En menor volumen, el ensamblaje del complejo de NCP-PolBeta-APE1 demostró que la muestra estaba demasiado reticulada y dio lugar a agregados sin complejos individuales discernibles. Sin embargo, la dilución diez veces mayor en los NCP dio como resultado una agregación significativamente reducida y una mejor estabilidad de las partículas. Los métodos de gel preparativo y exclusión de tamaño pueden combinarse cuando el gel preparativo mejora la calidad de los NCP cuando contienen una cantidad significativa de agregados de alto peso molecular, seguido de la purificación del complejo mediante exclusión de tamaño.

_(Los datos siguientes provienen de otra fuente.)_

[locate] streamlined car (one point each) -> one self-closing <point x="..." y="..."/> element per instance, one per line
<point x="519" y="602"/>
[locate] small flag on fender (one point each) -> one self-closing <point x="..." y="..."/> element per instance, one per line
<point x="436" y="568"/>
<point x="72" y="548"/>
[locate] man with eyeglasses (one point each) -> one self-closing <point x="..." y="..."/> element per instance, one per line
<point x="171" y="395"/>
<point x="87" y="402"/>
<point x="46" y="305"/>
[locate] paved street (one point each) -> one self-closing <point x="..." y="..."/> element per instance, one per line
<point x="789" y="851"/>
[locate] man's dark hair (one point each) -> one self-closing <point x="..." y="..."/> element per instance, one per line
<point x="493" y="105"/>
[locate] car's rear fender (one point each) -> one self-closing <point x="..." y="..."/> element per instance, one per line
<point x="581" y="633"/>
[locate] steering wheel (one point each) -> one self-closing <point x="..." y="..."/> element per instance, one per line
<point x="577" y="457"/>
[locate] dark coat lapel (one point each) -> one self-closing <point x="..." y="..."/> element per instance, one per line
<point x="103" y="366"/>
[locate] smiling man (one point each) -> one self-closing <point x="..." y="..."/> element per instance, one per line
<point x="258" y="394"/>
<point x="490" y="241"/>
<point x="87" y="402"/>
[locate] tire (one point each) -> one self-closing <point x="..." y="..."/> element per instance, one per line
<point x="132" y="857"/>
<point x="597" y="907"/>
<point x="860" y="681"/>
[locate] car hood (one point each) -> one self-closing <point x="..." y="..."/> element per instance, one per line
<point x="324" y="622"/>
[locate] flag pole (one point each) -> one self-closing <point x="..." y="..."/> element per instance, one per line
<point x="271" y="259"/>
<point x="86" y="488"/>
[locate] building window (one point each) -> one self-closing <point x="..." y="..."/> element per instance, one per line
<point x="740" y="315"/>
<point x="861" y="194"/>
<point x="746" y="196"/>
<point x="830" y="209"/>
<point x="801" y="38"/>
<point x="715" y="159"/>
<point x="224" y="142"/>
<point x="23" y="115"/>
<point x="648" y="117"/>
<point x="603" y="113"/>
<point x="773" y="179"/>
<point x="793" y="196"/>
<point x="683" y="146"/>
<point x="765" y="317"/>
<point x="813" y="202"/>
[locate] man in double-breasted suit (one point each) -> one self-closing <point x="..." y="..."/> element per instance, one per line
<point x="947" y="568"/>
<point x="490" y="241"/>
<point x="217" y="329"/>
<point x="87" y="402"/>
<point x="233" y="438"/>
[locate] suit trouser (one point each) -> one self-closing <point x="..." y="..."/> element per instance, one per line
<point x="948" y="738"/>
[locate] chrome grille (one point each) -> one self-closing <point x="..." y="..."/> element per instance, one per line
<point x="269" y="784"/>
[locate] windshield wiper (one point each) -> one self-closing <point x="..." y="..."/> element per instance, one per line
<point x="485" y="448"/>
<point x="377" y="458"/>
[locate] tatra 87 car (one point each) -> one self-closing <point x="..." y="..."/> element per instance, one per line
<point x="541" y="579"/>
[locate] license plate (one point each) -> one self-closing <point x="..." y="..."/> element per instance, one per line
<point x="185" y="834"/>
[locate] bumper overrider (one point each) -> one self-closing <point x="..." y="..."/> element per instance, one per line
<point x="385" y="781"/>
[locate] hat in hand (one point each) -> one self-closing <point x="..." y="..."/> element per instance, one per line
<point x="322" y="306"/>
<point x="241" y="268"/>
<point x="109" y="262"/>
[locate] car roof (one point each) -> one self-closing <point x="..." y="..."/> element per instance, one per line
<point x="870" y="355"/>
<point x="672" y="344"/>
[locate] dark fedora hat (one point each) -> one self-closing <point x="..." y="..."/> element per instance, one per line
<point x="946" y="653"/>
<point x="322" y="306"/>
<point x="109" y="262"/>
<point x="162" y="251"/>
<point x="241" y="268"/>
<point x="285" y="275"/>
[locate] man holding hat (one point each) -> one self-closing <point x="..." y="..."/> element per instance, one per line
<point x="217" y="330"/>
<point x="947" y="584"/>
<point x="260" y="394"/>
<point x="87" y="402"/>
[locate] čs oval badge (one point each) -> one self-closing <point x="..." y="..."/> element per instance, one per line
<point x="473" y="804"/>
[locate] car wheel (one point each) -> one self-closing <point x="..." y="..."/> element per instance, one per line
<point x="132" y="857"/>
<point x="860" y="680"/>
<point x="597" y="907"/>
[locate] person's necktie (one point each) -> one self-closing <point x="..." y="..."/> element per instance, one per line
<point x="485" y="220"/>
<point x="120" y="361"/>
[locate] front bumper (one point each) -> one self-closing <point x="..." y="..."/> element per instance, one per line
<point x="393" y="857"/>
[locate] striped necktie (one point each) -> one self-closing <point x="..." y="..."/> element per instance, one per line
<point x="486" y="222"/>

Los resultados muestran que ambos métodos se pueden utilizar de forma independiente para generar complejos estables. Además, los datos recopilados de ambas cuadrículas muestran clases bidimensionales casi idénticas y mapas tridimensionales con una resolución de aproximadamente 3,2 angstrom. Primero se debe determinar una proporción óptima de NCP a factor de reparación del ADN, luego la reticulación del complejo con glutaraldehído debe realizarse al menos 10 veces más diluido que la concentración necesaria para la congelación.
Después de obtener un mapa 3D crio-EM del complejo, se necesitará un mayor refinamiento estructural para determinar cómo se encuentra el factor de reparación del ADN e identificar qué regiones son importantes para estas interacciones.